8. The computing device of claim 1, wherein the door comprises an electromagnetic interference (EMI) shielding metal mesh.

9. The computing device of claim 1, wherein the controller is a baseboard management controller (BMC), and wherein the BMC is coupled to the door, the temperature sensor, and the cooler through inter-integrated circuit (I2C) interfaces.

10. The computing device of claim 1, comprising:

an air vent on the side panel of the housing.

11. The computing device of claim 1, wherein the door comprises an air vent.

12. A computer-implemented method, comprising:

receiving, from a door mounted on a side panel of a housing of a computing device, by a controller of the computing device, a request to enter a troubleshooting mode for the computing device; and

in response to the request:

obtaining, by the controller, a first temperature from a temperature sensor inside the housing of the computing device; and

setting, by the controller, the first temperature as a target temperature for the troubleshooting mode.

13. The method of claim 12, comprising:

periodically obtaining a second temperature from the temperature sensor; and

transmitting a first control signal to a cooler based on the target temperature and the second temperature.
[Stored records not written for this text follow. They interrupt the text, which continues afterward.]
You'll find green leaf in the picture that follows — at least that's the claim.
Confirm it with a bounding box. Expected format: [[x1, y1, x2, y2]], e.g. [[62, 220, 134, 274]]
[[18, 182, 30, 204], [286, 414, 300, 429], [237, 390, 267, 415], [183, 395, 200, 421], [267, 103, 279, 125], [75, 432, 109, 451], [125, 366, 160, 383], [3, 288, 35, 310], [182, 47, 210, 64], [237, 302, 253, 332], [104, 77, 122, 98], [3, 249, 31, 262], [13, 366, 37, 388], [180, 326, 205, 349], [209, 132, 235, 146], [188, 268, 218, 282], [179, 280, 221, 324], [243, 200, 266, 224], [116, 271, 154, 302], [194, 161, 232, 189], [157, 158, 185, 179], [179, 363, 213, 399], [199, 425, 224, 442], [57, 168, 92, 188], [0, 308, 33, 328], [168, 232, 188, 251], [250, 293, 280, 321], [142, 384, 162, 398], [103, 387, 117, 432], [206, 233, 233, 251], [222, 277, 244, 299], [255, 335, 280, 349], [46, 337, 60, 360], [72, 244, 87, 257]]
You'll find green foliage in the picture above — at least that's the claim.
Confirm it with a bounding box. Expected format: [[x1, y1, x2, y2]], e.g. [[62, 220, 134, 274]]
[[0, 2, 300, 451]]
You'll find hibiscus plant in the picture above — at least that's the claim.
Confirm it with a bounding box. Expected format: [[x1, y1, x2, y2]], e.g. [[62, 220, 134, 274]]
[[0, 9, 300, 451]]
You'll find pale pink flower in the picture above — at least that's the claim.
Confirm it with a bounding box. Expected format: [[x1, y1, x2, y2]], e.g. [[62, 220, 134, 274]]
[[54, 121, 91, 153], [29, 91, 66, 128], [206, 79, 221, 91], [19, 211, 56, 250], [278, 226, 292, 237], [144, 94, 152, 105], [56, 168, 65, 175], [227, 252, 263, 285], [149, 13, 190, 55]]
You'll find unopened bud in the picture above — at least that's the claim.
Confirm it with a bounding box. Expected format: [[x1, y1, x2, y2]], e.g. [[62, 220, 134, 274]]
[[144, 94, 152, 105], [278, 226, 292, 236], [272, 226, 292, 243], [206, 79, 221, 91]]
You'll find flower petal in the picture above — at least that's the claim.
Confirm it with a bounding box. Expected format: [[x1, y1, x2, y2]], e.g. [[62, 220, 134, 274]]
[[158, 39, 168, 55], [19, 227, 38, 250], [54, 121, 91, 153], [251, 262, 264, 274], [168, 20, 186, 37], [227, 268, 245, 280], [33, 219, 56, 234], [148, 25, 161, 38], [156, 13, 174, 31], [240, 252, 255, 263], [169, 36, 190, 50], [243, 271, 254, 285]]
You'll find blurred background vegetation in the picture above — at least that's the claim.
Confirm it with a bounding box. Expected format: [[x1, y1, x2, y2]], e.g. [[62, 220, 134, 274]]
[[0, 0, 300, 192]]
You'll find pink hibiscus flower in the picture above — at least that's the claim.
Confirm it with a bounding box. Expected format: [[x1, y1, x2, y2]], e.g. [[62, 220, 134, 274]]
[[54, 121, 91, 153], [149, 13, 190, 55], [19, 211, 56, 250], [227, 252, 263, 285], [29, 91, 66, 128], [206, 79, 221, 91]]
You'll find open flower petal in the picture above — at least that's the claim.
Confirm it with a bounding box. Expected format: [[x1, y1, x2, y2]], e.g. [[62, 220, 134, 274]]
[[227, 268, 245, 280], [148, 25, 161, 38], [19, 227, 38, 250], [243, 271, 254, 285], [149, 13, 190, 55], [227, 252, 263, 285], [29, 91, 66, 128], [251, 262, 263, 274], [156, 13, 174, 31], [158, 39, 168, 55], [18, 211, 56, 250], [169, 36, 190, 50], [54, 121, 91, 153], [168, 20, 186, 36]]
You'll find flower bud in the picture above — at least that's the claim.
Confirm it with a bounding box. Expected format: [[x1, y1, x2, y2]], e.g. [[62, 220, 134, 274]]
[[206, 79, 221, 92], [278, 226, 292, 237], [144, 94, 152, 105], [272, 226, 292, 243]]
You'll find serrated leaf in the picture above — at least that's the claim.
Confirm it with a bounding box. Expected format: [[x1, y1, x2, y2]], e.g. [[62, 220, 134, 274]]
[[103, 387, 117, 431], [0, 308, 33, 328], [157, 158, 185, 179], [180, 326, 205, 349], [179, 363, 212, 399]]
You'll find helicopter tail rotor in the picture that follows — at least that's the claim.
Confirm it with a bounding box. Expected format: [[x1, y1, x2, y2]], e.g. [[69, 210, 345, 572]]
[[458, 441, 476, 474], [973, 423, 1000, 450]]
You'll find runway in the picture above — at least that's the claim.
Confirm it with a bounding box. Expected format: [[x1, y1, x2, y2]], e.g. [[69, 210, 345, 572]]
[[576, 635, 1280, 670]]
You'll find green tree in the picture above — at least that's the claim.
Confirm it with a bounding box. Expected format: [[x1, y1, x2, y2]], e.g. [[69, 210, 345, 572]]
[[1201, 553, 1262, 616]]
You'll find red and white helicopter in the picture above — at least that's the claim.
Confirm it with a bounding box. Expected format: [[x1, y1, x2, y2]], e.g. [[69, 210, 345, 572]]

14. The method of claim 13, wherein:

the cooler comprises a fan; and

the method comprises:

increasing a running speed of the fan in response to the second temperature being higher than the target temperature; or

decreasing the running speed in response to the second temperature being equal to or lower than the target temperature.

15. The method of claim 12, comprising:

in response to the request, transmitting a second control signal to an electronic device; and

in response to the second control signal, logging, by the electronic device, diagnostic information for troubleshooting.

16. The method of claim 12, wherein the door comprises an electromagnetic interference (EMI) shielding metal mesh.

17. A non-transitory computer-readable medium storing program instructions to perform operations comprising:

receiving, from a door mounted on a side panel of a housing of a computing device, by a controller of the computing device, a request to enter a troubleshooting mode for the computing device; and

in response to the request:

obtaining, by the controller, a first temperature from a temperature sensor inside the housing of the computing device; and

setting, by the controller, the first temperature as a target temperature for the troubleshooting mode.

18. The non-transitory computer-readable medium of claim 17, wherein the operations comprise:

periodically obtaining a second temperature from the temperature sensor; and

transmitting a first control signal to a cooler based on the target temperature and the second temperature.

19. The non-transitory computer-readable medium of claim 18, wherein:

the cooler comprises a fan; and

the operations comprise:

increasing a running speed of the fan in response to the second temperature being higher than the target temperature; or

decreasing the running speed in response to the second temperature being equal to or lower than the target temperature.

20. The non-transitory computer-readable medium of claim 17, wherein the operations comprise:

in response to the request, transmitting a second control signal to an electronic device; and

in response to the second control signal, logging, by the electronic device, diagnostic information for troubleshooting.